Needs.

Sweet, lazy, little me. 
As a child there were many opportunities I had to make money. My father was always willing to pay me something to work for him. These wages might have been meager and the work the type with no end, however the opportunities existed. In retrospect, I was lazy. It's easy to look back on my former childhood self with these critical perspectives, discounting all behaviors as a desire to be a sloth. When I really think about it though, if I was lazy then, am I not still the same lazy person now? Can a person really do a 180 degree turn and change completely who they once were? You have to remember, I am saying I was lazy as a child, a child who didn't choose as much as acted on impulse. I did not see consequences, I just saw the here and now, living for the moment.

I would connive and scheme as to how I could avoid work, but yet weren't those things work in themselves? Was I really lazy when I was actively trying to convince my mom and dad without consequence to allow me off the hook from any said chores or projects? When I would get out of stuff, I was miserable in boredom, as though to admit I wasn't doing something and maybe missed the work?

So, what I needed at the time was a mind able to see through the "here and now" and instead do what I realized fulfilled my purpose more appropriately. I was bored a lot as a kid, therefore I ate stimulating junk food, a habit I carried through to this day when boredom triggers a desire for stimulation, food being the utmost high. What I need though is to see these obvious things and put them to use. I had to learn to live with my gifts rather than run away from them.

This is all easier said then done, and what I needed wasn't ever what I wanted. For example, I needed love, for we all do. I took to excessive lifting, gym-culture, and much time spent on very superficial routines (my motive was superficial for there are people with more depth than I who engage in the culture) all to receive attention, and therefore love. I was not happy with myself and thought that by spending time in one area, a superficial one, I would make people love me. I could alter myself, run away from this fat child to finally obtain a worthiness of love. All these wrongfully, planned, desired motives took me further away from any actual love and instead put me in this inauthentic place.
With age, came a way to still be lazy, but appear to show work. 
You see, what I wanted was noble, for we all want and need love. What I did to try to get it was the misguided and even "lazy" part. Lazy because the way I went about trying to get what I needed was within my own comfort zone and what I wanted. What I needed however was to realize how broken, or misguided my perspective was. My goals were all wants and I thought the more the better which meant, more love and more success. What I needed was less. I needed it all to be taken away, crumbled to see that what I needed all along wasn't a desired competition where I was either a winner or loser, but to admit fault. I had to build on my minute bits of humility, and therefore see what I needed and accept what it takes too get there.

Through humility, admitting that my way was not the best and that I was misguided and that I invested so many years into a perspective that wasn't helpful was painful. Pain like being hit by a bus. To admit things about myself seemed so pathetic. I felt like this little worm inside of a hard metal casing. The muscles were my case for they needed to be thick to protect the fragile inside. I had to admit these things, not to reinforce a "loser," but to begin the rebuilding process of what I needed.

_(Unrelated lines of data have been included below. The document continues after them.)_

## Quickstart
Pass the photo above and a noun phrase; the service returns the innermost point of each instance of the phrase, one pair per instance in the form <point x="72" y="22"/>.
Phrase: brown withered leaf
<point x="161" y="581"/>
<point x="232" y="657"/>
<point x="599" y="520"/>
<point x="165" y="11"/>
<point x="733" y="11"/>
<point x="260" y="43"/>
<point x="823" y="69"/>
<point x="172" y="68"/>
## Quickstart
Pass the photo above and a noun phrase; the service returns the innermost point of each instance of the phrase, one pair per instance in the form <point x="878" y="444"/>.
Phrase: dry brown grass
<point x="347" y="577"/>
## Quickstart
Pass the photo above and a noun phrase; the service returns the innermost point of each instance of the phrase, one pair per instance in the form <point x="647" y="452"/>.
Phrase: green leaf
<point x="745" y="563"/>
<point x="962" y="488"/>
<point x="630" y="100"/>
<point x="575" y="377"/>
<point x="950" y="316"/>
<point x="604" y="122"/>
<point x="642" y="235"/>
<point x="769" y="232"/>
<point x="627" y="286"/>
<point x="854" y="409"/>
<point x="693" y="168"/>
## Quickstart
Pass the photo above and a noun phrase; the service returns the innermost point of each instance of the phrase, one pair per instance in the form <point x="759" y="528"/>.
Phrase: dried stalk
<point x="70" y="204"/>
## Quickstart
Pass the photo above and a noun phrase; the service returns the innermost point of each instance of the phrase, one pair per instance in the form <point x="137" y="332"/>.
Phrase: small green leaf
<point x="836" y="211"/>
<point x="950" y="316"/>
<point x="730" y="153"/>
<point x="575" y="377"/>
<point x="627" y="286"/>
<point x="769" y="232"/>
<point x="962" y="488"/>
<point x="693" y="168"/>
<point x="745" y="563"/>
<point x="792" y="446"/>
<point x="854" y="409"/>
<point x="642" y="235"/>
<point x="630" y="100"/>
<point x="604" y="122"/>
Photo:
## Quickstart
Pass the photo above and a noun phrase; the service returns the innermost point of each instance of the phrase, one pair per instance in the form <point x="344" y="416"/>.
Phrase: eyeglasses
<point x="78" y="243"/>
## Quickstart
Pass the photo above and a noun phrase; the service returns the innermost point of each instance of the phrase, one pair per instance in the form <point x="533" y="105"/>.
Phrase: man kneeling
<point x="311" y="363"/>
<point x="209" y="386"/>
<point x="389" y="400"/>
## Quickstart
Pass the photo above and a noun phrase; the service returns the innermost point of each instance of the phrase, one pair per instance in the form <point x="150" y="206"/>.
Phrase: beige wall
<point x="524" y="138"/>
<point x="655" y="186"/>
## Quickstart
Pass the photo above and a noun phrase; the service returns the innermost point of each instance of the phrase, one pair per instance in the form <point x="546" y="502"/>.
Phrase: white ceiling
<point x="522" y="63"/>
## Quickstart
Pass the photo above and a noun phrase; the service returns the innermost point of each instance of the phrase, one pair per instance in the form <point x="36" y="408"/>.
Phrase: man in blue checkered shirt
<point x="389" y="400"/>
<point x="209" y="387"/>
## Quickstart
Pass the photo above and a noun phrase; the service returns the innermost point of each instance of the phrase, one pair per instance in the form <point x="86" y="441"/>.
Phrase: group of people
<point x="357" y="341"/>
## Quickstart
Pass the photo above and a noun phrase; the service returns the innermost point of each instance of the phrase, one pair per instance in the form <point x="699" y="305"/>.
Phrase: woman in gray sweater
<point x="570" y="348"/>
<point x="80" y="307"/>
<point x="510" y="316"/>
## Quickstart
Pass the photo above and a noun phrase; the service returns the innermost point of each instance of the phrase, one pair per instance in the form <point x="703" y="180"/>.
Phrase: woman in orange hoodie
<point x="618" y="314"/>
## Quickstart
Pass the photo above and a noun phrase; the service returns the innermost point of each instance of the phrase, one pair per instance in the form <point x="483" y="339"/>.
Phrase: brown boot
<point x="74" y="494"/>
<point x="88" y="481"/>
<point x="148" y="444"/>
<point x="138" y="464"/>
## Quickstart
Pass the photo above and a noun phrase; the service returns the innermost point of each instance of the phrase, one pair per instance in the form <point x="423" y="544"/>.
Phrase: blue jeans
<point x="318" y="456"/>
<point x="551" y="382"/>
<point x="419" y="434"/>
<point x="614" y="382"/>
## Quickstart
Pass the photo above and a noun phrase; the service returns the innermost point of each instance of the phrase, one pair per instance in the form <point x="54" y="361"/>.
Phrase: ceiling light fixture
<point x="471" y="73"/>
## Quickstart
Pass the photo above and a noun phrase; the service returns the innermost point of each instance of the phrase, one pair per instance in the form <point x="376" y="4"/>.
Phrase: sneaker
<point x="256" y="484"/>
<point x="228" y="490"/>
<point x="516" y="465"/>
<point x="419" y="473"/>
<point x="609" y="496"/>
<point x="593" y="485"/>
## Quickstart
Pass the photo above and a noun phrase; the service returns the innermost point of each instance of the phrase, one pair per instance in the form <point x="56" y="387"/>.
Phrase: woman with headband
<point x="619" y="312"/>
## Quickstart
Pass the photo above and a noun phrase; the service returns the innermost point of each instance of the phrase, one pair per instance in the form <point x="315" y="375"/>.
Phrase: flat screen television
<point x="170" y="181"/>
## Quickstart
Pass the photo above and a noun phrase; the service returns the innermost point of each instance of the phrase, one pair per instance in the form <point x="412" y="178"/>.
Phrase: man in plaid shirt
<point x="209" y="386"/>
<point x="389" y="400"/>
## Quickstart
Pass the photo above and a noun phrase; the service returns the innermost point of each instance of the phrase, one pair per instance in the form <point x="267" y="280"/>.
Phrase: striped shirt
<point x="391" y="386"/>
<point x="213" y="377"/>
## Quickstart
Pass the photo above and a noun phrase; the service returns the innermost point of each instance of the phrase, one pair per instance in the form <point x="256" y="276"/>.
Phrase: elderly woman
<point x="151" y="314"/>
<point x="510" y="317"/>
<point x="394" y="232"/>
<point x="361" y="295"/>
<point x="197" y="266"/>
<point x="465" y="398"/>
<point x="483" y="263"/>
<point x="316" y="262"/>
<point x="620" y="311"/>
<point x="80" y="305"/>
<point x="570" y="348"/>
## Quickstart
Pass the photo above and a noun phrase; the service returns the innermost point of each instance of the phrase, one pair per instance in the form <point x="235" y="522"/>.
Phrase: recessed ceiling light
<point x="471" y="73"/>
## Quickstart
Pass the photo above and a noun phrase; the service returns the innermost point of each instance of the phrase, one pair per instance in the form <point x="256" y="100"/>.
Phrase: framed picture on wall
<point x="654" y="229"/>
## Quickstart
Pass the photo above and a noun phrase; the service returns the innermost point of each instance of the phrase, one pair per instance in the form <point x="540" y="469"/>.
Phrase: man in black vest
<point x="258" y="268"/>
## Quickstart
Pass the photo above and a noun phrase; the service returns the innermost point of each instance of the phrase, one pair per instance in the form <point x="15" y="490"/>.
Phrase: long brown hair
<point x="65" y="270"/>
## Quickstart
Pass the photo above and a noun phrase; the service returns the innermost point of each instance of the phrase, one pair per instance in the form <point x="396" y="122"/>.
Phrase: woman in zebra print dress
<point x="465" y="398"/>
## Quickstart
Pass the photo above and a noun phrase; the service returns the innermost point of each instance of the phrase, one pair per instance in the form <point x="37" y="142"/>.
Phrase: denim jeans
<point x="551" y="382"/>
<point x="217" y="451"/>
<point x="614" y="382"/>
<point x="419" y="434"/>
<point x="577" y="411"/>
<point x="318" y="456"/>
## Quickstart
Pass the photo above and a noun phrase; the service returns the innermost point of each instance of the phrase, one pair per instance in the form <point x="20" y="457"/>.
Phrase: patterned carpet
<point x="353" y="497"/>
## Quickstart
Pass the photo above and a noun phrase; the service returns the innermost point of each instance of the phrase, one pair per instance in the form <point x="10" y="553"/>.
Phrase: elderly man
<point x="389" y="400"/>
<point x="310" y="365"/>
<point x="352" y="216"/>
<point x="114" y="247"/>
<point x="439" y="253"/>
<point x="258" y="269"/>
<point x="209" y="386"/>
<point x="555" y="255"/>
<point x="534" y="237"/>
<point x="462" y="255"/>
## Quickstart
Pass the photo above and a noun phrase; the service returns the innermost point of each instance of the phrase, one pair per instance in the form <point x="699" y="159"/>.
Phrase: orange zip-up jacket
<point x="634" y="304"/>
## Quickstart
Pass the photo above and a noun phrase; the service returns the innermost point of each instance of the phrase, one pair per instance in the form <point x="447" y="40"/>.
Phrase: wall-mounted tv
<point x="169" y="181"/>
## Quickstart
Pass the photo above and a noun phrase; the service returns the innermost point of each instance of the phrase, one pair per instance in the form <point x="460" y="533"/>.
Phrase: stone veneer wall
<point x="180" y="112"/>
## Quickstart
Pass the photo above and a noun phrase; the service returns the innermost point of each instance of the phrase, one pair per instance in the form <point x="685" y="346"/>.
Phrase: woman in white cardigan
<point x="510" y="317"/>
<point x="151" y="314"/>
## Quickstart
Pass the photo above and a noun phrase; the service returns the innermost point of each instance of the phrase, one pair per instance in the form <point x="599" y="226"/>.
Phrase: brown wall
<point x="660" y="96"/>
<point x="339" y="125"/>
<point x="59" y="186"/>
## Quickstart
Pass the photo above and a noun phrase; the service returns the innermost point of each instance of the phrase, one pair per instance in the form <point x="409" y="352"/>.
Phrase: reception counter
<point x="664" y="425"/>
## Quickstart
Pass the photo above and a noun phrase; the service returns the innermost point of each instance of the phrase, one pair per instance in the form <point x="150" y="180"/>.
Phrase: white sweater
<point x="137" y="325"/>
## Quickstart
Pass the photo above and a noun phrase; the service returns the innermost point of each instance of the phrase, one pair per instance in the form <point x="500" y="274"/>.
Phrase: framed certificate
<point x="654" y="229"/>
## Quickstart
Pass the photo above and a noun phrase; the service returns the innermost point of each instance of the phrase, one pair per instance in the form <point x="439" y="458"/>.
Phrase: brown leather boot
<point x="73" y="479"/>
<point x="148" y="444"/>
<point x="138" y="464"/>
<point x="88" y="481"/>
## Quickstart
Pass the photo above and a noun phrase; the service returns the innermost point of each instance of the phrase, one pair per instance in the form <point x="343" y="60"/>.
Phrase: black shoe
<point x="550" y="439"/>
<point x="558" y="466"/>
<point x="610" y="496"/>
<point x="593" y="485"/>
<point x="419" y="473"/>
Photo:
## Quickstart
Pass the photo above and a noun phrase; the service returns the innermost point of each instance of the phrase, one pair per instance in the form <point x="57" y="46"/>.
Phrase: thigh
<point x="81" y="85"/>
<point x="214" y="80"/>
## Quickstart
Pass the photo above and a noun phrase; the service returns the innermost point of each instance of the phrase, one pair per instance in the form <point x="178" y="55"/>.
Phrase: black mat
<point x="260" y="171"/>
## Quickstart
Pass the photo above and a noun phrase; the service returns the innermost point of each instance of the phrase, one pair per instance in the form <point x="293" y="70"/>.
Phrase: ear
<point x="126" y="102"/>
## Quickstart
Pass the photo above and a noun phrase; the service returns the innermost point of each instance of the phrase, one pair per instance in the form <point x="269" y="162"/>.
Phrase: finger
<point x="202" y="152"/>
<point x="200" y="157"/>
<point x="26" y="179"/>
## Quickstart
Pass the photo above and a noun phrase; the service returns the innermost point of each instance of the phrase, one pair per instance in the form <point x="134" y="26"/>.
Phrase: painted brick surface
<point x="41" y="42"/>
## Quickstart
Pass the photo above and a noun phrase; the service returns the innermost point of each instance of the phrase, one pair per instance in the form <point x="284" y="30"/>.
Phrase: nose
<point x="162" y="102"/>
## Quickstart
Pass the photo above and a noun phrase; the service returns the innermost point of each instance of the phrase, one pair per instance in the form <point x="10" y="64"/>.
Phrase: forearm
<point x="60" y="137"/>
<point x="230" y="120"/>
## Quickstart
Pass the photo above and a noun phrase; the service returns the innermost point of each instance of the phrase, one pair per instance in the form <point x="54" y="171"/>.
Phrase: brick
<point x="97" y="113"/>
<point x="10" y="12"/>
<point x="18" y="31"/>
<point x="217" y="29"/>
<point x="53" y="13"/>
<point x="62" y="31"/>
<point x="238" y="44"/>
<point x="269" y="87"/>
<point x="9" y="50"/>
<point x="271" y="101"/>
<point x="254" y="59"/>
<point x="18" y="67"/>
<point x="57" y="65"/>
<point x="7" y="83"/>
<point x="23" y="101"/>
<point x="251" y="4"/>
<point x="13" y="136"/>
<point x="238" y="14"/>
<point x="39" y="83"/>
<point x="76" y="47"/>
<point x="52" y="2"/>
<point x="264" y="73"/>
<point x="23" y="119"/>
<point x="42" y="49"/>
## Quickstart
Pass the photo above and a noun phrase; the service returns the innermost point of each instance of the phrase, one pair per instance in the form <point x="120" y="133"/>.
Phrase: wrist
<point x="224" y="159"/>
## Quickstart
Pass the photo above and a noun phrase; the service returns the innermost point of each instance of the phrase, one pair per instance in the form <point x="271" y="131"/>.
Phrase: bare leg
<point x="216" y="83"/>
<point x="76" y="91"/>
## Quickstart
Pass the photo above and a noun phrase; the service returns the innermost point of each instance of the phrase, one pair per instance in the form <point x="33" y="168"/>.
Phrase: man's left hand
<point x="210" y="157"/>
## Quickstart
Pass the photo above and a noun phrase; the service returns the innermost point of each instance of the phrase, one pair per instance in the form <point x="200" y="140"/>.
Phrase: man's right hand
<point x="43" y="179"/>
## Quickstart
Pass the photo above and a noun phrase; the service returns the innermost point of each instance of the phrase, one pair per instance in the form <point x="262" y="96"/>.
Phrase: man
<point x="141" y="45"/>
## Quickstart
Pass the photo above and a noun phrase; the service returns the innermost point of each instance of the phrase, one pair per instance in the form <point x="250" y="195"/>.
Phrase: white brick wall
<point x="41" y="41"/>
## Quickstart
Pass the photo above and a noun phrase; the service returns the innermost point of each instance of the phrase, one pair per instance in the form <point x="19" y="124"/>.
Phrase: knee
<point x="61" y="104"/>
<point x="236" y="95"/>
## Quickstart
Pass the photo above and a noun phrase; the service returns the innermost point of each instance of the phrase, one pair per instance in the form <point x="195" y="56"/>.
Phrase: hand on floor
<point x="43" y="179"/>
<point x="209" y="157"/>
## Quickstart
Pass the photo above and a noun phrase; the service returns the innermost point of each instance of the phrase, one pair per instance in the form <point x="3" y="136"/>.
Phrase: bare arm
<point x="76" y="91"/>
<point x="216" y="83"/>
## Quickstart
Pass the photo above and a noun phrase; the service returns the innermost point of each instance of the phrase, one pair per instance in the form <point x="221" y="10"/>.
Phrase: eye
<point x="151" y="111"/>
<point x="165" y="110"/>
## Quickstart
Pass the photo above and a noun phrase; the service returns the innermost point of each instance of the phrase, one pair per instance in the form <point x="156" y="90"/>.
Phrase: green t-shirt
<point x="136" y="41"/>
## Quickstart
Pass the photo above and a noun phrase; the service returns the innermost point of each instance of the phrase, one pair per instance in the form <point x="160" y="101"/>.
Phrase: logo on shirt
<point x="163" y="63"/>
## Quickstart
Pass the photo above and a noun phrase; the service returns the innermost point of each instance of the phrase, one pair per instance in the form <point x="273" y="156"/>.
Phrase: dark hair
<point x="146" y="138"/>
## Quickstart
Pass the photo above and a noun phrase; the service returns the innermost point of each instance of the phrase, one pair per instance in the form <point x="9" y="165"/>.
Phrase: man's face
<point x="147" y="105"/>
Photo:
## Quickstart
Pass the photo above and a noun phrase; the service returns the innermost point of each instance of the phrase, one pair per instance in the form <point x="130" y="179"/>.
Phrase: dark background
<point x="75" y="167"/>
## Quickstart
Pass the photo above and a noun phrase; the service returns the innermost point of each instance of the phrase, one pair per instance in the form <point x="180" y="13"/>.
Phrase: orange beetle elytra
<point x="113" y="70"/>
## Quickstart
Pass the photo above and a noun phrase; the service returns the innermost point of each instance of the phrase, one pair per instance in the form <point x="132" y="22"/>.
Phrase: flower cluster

Just like underwear on Christmas morning,
sometimes we get what we need, not what we wanted. 
What we need oftentimes is not what we want. I would not ask to be broken or humiliated, however these things remind me to be humble to be grounded accept all things about me which I want to avoid. This is what giving a person what they need means. Being a parent I see that I want to be my daughters friend, however her actions, her behaviors, they make me "parent" and therefore I have to give her what she needs to be a respectable person to herself and others when she gets older. What I want at the time is fun and light what is needed though is discipline.


What we need is not going to be enjoyable. Not unless you are thirsty and need water, for then that water will be worth more than any money you could want. What we need is totally different than want. Need brings about the things that bring about the best in us. Want might reinforce the parts we actually want to improve on to avoid further consequences. It is the willingness to apply this and take steps to do what is needed, more difficult and active than the wants. For the wants are under our choosing where the needs might not be.